Solicitors faced with claims from cyclists who have been injured due to defects on the highway should consider:

  • The nature of the defect in question: its dimensions, positions, and how it posed a hazard to cyclists;

  • The nature and character of the road where the defect was present;

  • The standard reasonably to be expected of a road in that location;

  • The highway authority’s policy for maintenance of the highway; and finally

  • Whether the highway authority could rely upon the statutory defence provided by section 58 of the Highways Act 1980, namely that it had taken such care as was reasonable to secure that the part of the highway to which the action relates was not dangerous.

Apportionment of liability

In cases involving a collision between a cyclist and a much larger vehicle, the cyclist is likely to come away from the collision with severe or fatal injuries. In many cases the accident has been caused in part by the negligence of the motorist but in part too by the negligence of the cyclist. The apportionment of liability in such cases has considerable importance, especially where the injuries are severe and have caused disability.

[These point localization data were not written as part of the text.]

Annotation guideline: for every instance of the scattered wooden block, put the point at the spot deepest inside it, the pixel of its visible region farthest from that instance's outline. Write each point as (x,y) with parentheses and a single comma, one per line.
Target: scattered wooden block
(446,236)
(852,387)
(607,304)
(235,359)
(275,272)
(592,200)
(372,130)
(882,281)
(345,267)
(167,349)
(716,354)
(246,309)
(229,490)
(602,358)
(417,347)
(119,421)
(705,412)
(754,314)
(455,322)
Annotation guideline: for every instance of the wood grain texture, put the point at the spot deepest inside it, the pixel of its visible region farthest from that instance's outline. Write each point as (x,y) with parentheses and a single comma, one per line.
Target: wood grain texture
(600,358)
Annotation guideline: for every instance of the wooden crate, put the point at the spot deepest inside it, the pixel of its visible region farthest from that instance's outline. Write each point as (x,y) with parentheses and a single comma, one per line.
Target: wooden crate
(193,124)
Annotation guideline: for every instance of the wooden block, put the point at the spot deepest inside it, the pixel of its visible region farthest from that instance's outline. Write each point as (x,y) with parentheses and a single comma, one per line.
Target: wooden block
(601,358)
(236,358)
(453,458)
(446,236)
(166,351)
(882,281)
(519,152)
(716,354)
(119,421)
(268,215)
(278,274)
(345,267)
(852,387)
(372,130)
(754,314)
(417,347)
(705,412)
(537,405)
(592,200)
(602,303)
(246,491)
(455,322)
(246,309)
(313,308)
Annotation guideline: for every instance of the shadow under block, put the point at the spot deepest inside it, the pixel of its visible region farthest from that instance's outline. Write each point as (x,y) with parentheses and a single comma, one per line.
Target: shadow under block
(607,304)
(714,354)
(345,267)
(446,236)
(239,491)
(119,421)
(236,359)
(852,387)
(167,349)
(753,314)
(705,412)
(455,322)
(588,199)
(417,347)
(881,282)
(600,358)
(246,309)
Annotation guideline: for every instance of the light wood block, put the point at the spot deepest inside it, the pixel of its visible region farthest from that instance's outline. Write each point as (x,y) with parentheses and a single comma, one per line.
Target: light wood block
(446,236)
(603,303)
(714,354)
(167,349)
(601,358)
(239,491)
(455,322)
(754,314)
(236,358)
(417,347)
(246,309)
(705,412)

The causative potency of the negligent driving of a large vehicle is an important factor to take into account in the apportionment of liability. In McGeer v McIntosh [2017] EWCA Civ 79, a lorry came to a halt at a traffic light-controlled junction in Ellesmere Port. The driver of the lorry intended to turn left and the lorry was straddling two lanes with the left-turn indicator on. The claimant, a cyclist, came from behind the lorry and cycled along the nearside of the HGV and across the front. The driver failed to observe the cyclist as she travelled to the rear of the lorry and along the nearside. When the lorry pulled forward, the driver did not check his nearside mirror again before starting the left turn. As the lorry turned, it collided with the claimant and she suffered severe injuries.

The trial judge found the exercise of reasonable care demanded that the lorry driver check his mirrors again before moving off and before turning left. If he had done so he would have seen the claimant. On the other hand, the claimant, who had not been able to see the left-turn indicator of the lorry due to it being obscured, ought not to have assumed it was going straight ahead. Balancing the causative potency and the blameworthiness of the parties’ actions, the trial judge reduced the damages by 30 per cent for contributory negligence. The Court of Appeal would not interfere with that apportionment of liability because it was clearly not outside the generous ambit of decision making of a first-instance judge.

In Rickson v Bhakar [2017] EWHC 264 (QB), a cyclist collided with a van during a time trial on a dual carriageway, causing the cyclist to sustain catastrophic injuries. The van had turned across the path of the cyclist through a legitimate gap in the central reservation. The driver of the van simply had not seen the claimant cyclist in the bright early morning sun. If the cyclist had braked or moderately decelerated, he would have avoided the collision.

The trial judge found that the cyclist would have had a few seconds in which to observe the van and his failure to observe or react was culpable. In assessing the degree of contributory negligence, the judge recognised that the cyclist did not cause the hazard; he had merely failed to observe and react to it. Contributory negligence was assessed at 20 per cent.

Any apportionment of liability in a collision case is entirely fact sensitive and previous cases can only illustrate the approach of the court. Nevertheless, it is clear that it is not just the respective blameworthiness of the parties which determines the apportionment of liability but also the causative potency of their respective negligence. Apart from fact-specific arguments relating to a failure to wear a helmet and bright clothing and to display lights in darkness, it will be rare for cyclists to have to bear a greater portion of liability in cases involving collisions with large vehicles.